RESPONRADIO.COM PADANG│EROPA — Gelombang panas ekstrem yang melanda kawasan Eropa memicu kebakaran hutan besar di sejumlah negara. Salah satu wilayah yang terdampak paling parah adalah Gironde di barat daya Prancis. Hingga kini, sekitar 12.000 orang telah dievakuasi, sementara pemerintah setempat masih menyiapkan proses pemindahan bagi sekitar 8.800 warga lainnya karena api terus meluas. Kebakaran telah menghanguskan sekitar 3.400 hektare lahan di sekitar Teluk Arcachon. Untuk mengendalikan kobaran api, sekitar 700 personel pemadam kebakaran diterjunkan ke lokasi. Prefek Gironde, Sophie Brocas, mengungkapkan bahwa sekitar 10.000 pengungsi merupakan wisatawan yang sedang berkemah di kawasan semenanjung Lège-Cap-Ferret.
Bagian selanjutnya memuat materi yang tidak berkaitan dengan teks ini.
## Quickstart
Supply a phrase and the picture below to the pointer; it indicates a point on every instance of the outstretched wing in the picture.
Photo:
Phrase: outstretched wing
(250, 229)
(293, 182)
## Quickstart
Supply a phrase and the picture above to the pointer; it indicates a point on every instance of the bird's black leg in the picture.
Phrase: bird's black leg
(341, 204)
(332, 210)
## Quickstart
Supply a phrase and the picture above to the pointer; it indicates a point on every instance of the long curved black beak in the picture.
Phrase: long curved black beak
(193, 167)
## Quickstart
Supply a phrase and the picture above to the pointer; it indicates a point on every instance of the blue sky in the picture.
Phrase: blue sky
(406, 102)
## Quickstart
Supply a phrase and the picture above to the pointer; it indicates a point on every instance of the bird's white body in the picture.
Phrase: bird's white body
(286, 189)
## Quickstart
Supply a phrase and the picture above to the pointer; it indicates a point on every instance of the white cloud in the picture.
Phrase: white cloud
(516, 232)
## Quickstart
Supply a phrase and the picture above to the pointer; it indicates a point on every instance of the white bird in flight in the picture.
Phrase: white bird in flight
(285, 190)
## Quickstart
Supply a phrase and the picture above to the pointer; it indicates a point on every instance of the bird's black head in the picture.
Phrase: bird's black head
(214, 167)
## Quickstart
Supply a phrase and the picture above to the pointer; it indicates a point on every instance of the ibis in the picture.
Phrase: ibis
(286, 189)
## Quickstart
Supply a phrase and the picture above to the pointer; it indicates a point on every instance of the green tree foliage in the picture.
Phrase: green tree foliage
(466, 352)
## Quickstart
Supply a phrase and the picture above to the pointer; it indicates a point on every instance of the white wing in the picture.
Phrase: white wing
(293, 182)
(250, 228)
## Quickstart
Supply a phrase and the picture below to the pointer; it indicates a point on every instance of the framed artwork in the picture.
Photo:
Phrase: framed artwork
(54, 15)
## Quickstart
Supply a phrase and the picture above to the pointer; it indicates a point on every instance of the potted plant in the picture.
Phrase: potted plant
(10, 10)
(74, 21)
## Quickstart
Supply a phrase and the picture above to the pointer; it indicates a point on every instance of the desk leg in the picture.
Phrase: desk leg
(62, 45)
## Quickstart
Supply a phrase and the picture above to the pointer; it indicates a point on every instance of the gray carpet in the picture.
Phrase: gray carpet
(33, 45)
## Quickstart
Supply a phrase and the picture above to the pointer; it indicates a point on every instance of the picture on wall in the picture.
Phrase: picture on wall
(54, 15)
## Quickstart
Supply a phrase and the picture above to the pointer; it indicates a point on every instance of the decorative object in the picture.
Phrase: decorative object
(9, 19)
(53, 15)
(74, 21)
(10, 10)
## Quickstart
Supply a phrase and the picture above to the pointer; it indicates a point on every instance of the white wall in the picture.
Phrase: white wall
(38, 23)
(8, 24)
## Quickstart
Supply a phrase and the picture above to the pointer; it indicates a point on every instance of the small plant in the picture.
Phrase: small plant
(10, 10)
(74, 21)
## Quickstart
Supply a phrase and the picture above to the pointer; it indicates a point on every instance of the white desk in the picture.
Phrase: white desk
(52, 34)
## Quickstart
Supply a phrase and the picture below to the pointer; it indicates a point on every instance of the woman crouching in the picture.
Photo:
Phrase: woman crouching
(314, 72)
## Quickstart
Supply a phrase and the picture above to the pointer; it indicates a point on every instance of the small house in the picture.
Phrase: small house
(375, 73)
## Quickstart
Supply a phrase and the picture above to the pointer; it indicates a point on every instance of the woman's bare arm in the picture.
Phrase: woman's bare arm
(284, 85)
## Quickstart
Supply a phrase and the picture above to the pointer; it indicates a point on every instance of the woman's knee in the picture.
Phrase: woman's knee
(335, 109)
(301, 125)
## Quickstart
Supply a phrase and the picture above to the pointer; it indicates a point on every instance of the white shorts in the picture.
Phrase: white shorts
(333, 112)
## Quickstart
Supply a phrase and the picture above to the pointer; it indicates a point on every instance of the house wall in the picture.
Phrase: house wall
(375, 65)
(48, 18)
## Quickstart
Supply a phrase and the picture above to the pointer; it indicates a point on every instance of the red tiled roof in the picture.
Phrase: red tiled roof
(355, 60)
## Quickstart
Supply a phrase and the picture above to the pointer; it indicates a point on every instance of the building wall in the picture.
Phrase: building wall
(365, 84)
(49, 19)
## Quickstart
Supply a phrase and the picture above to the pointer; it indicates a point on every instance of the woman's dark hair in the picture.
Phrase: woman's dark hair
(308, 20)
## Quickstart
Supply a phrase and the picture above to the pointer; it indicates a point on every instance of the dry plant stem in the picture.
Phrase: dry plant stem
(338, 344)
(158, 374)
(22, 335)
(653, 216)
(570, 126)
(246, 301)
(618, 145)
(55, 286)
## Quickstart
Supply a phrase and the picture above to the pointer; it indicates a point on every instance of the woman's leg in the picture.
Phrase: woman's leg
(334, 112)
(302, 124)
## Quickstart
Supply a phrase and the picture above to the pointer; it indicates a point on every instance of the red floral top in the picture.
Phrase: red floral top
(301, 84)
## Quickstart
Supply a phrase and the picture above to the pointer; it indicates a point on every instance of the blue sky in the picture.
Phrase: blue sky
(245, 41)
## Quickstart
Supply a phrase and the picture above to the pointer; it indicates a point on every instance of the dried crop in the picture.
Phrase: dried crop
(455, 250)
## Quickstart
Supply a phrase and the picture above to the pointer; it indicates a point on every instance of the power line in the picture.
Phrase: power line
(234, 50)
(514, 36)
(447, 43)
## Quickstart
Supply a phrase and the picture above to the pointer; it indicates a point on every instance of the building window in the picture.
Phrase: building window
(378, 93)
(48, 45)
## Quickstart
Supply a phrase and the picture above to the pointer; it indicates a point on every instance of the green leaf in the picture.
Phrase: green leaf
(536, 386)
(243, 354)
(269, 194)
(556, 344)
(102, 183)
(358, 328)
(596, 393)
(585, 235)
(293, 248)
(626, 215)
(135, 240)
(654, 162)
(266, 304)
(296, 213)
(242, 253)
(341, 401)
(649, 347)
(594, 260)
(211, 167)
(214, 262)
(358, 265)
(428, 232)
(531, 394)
Kepala Dinas Pemadam Kebakaran Gironde, Marc Vermeulen, mengatakan proses pemadaman berlangsung tanpa henti, namun cuaca panas dan embusan angin yang berubah-ubah membuat api sulit dikendalikan.

Kebakaran tersebut juga menimbulkan dampak besar bagi masyarakat setempat. Seorang warga Le Porge, Yassmina de Freitas (19), menceritakan suasana mencekam ketika langit dipenuhi asap pekat dan abu beterbangan. Dalam evakuasi mendadak yang dilakukan pada Rabu malam, keluarganya terpaksa meninggalkan hewan peliharaan karena situasi yang tidak memungkinkan.

Kondisi serupa juga terjadi di Spanyol. Suhu udara yang mencapai 42 derajat Celsius memicu kebakaran di berbagai wilayah, termasuk Aldea del Fresno di sebelah barat Madrid, di mana sekitar 3.500 penduduk diperintahkan mengungsi pada Kamis pagi. Berdasarkan data Sistem Informasi Kebakaran Hutan Eropa, jumlah kebakaran hutan yang terjadi di Spanyol sepanjang tahun ini telah melampaui total kejadian selama 2025.

Di Italia, kebakaran hutan turut merenggut nyawa seorang petugas pemadam kebakaran, Alessandro Marchi, yang gugur saat menjalankan tugas di San Cataldo, Sisilia. Kepala Perlindungan Sipil Sisilia, Salvo Cocina, menyebutkan terdapat lebih dari 350 titik api di pulau tersebut dan sebagian besar diduga dipicu oleh aktivitas manusia. Sementara itu, laporan Copernicus Climate Change Service yang dirilis pada April lalu menyebutkan Eropa sebagai benua dengan laju pemanasan tercepat di dunia. Sekitar 95 persen wilayah Eropa mengalami suhu tahunan di atas rata-rata pada 2025, sehingga meningkatkan risiko kebakaran hutan yang semakin sering terjadi dan sulit dipadamkan.

Meski sebagian warga di wilayah Var, Prancis tenggara, telah diizinkan kembali ke rumah masing-masing, pemerintah tetap mengingatkan masyarakat untuk waspada terhadap potensi kebakaran baru. Peringatan tersebut dikeluarkan karena angin diperkirakan akan kembali bertiup kencang, yang dapat mempercepat penyebaran api.